Each of us walks back and forth in our own little lane. My attention is so focused inward that I scarcely notice most of my classmates. But occasionally, in my peripheral vision I catch a glimpse of a beginner pivoting through the ocho in an awkward block with no attempt at dissociation (it take generally takes a little while for most students to grasp the concept well enough to even begin the long, difficult task of incorporating the corkscrew movements of our dance into their bodies). And, now and again, I glance at one of the more experienced followers twisting elastically through the movement with ease and grace. This is our training ground, our playing fields of Eton, our classroom, our university, our Oxbridge of the dance. The belle dame sans merci and the femme fatale are irrelevant fantasies: we are the readers, the literary critics here — not characters out of books.
If we have a symbolic representative, it is not Mata Hari or Marlene Dietrich. It is the girl here, in the navy-blue-and-white polka dot Comme Il Fauts. I remember how she felt as a recent arrival here in our southern city. I remember a slight stiffness of right arm, a heavy, intrusive head whose forehead pressed uncomfortably firmly against my own as I led her, a pair of hips which she twisted with over-eager speed as she felt an ocho lead, making it very difficult to differentiate between forward and back directions.
Of course, much of this could have been the result of my own considerable shortcomings as a leader and some of it probably was. But, in the skin-prickling heat and humidity, I remember snapping impatiently: look, don’t lean your head against me; don’t turn your hips so fast. And her shiny-eyed, smiling, open face remained seemingly free of either arrogance or apology and as fresh as if I had made a remark of singular genius or pointed out something she had never heard before. Yeah, you’re right, let’s see how I can work on it. She looked at me with the eager eyes of intellectual curiosity, as though her own body moving through the black-and-white space of La Maria were a fascinating object of study.

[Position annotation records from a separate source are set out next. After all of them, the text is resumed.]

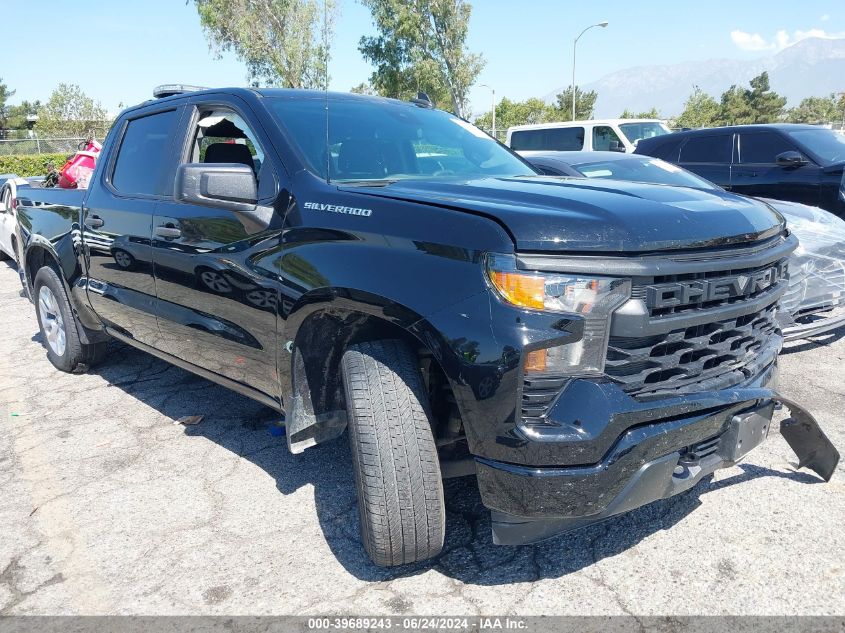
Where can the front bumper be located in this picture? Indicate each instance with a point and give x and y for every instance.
(648, 462)
(815, 324)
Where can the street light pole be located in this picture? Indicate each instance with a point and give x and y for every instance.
(574, 46)
(492, 90)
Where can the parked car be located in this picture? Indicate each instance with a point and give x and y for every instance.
(620, 135)
(457, 312)
(7, 220)
(815, 300)
(799, 163)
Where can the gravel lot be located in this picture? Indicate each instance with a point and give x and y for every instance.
(108, 507)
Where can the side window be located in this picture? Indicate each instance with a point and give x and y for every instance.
(562, 139)
(667, 151)
(142, 156)
(604, 138)
(565, 138)
(222, 136)
(762, 147)
(712, 148)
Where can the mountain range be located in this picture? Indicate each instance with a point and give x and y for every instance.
(811, 67)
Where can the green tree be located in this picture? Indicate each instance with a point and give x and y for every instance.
(421, 46)
(760, 104)
(70, 111)
(645, 114)
(735, 108)
(17, 114)
(700, 110)
(5, 93)
(283, 42)
(816, 110)
(766, 104)
(584, 105)
(363, 88)
(510, 113)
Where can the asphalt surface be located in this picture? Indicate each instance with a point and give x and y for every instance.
(109, 507)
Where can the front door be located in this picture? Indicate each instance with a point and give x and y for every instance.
(756, 172)
(118, 224)
(216, 309)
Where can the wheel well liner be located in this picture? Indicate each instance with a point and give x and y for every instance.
(318, 409)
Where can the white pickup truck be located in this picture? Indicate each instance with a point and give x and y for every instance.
(620, 135)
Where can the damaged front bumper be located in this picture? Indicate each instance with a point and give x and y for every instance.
(648, 462)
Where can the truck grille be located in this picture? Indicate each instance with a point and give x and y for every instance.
(677, 294)
(714, 355)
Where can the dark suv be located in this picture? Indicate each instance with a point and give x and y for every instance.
(801, 163)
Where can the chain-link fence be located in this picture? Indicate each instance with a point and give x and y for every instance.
(35, 145)
(24, 142)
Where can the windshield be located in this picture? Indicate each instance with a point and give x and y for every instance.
(828, 145)
(651, 170)
(383, 141)
(635, 132)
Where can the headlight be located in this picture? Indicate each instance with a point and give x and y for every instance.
(591, 298)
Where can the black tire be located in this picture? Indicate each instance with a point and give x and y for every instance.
(75, 356)
(394, 456)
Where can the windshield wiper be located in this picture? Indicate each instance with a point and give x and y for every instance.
(373, 182)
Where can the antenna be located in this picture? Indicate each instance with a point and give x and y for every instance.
(326, 86)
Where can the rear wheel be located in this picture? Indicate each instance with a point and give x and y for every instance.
(394, 456)
(59, 327)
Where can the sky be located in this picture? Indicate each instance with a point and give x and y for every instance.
(118, 50)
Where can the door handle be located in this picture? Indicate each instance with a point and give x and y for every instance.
(170, 232)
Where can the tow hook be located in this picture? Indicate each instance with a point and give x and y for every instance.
(804, 435)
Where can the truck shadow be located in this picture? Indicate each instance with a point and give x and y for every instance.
(249, 430)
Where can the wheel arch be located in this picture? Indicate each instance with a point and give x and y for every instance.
(40, 253)
(319, 329)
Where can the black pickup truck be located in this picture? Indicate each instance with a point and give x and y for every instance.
(364, 264)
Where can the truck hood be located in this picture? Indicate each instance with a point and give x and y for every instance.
(544, 213)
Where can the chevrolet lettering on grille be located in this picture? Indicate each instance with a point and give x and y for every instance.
(680, 293)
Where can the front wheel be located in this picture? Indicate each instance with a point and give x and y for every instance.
(394, 456)
(58, 326)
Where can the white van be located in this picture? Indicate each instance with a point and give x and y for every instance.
(620, 135)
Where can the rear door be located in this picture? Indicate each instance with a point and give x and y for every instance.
(118, 222)
(757, 174)
(217, 310)
(7, 220)
(709, 155)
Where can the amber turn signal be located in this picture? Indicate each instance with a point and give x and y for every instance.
(527, 291)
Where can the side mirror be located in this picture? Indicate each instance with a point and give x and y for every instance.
(790, 159)
(230, 186)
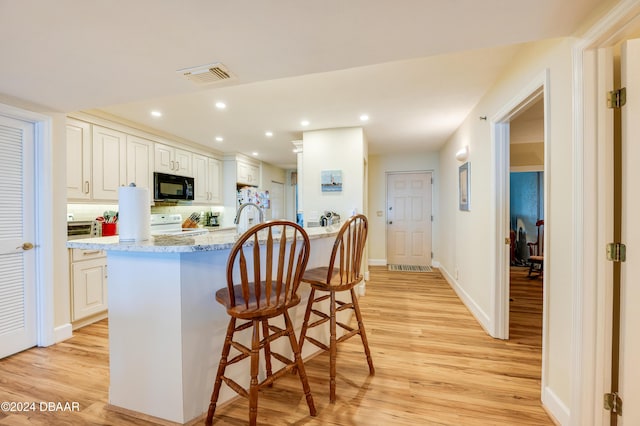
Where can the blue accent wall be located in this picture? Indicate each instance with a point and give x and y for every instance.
(526, 208)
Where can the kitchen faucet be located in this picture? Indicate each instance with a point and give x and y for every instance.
(237, 218)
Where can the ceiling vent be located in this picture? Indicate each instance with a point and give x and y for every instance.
(207, 74)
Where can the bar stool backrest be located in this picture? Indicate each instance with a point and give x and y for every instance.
(345, 265)
(264, 269)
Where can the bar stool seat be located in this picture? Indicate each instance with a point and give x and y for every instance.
(264, 270)
(342, 274)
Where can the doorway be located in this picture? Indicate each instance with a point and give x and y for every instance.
(409, 199)
(535, 94)
(526, 218)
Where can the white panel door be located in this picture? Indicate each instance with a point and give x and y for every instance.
(17, 231)
(630, 273)
(409, 218)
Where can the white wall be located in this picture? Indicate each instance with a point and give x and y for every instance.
(333, 149)
(379, 166)
(468, 244)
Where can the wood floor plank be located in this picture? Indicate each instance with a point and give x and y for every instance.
(434, 366)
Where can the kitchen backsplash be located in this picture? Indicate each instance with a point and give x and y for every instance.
(91, 211)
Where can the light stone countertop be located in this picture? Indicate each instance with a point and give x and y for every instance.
(218, 240)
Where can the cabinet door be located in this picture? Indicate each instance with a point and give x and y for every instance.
(109, 163)
(163, 158)
(183, 162)
(214, 168)
(139, 162)
(89, 280)
(78, 160)
(201, 178)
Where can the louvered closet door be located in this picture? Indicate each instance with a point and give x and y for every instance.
(17, 232)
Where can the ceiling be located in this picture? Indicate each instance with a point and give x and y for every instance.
(415, 67)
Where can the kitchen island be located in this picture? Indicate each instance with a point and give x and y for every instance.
(166, 329)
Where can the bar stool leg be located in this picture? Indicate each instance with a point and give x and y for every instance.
(299, 364)
(363, 335)
(333, 350)
(221, 368)
(307, 316)
(255, 363)
(267, 349)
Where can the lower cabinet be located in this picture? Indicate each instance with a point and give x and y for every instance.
(88, 286)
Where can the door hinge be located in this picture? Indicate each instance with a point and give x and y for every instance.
(616, 252)
(617, 98)
(613, 403)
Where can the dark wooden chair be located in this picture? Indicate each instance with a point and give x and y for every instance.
(263, 274)
(536, 250)
(342, 274)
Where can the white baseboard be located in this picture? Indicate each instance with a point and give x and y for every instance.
(476, 311)
(555, 407)
(62, 332)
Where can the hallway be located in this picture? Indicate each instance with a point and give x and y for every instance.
(434, 366)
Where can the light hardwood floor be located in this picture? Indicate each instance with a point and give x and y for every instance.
(434, 366)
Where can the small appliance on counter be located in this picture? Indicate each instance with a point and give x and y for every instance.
(171, 224)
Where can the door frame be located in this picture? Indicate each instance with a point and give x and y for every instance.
(44, 202)
(537, 89)
(386, 221)
(592, 300)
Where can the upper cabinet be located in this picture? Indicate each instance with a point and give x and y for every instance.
(140, 162)
(247, 173)
(101, 159)
(172, 160)
(109, 162)
(207, 173)
(78, 160)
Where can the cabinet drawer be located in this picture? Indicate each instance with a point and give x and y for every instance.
(80, 254)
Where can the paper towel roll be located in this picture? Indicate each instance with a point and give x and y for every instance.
(134, 213)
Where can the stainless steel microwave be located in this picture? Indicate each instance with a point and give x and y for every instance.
(172, 187)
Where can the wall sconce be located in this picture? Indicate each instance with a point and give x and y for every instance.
(463, 153)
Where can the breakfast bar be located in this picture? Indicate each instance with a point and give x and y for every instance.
(165, 329)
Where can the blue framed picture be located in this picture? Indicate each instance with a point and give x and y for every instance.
(331, 180)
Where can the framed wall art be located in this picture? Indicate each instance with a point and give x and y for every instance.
(331, 180)
(463, 177)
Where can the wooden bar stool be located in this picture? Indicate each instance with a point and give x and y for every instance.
(262, 284)
(342, 274)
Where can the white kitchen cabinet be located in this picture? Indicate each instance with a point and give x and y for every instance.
(88, 284)
(173, 160)
(109, 162)
(207, 173)
(78, 160)
(140, 153)
(248, 174)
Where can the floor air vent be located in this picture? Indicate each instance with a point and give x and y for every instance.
(409, 268)
(206, 74)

And now, a scant half year later, she is sensitive, responsive, twisty and delayed of hip, soft of forehead, relaxed of arm. There’s been no change in personality, of course, no alteration of psyche, no increased emotional, spiritual openness — that I specifically know of or can judge, at least. It’s just physical. It’s just technique. But the physical, to me, has its own dignity, its own beauty and its own meaning. It doesn’t need to borrow: neither from the language of psychoanalysis nor from the clichés of popular culture, nor from the Manichean portrait gallery of myth. What you feel in her embrace is the body as witness to patient months of practice. The body as work and study incorporated and transformed. A body shaped by service to the tango gods. And today I feel that I don’t need myths. That the physical can be richer and sweeter than the spiritual: more expressive and real. Bitches and goddesses, vampires and vamps, bad girls and whores are flimsy figments of our imaginations. I am much more interested in women as dancers.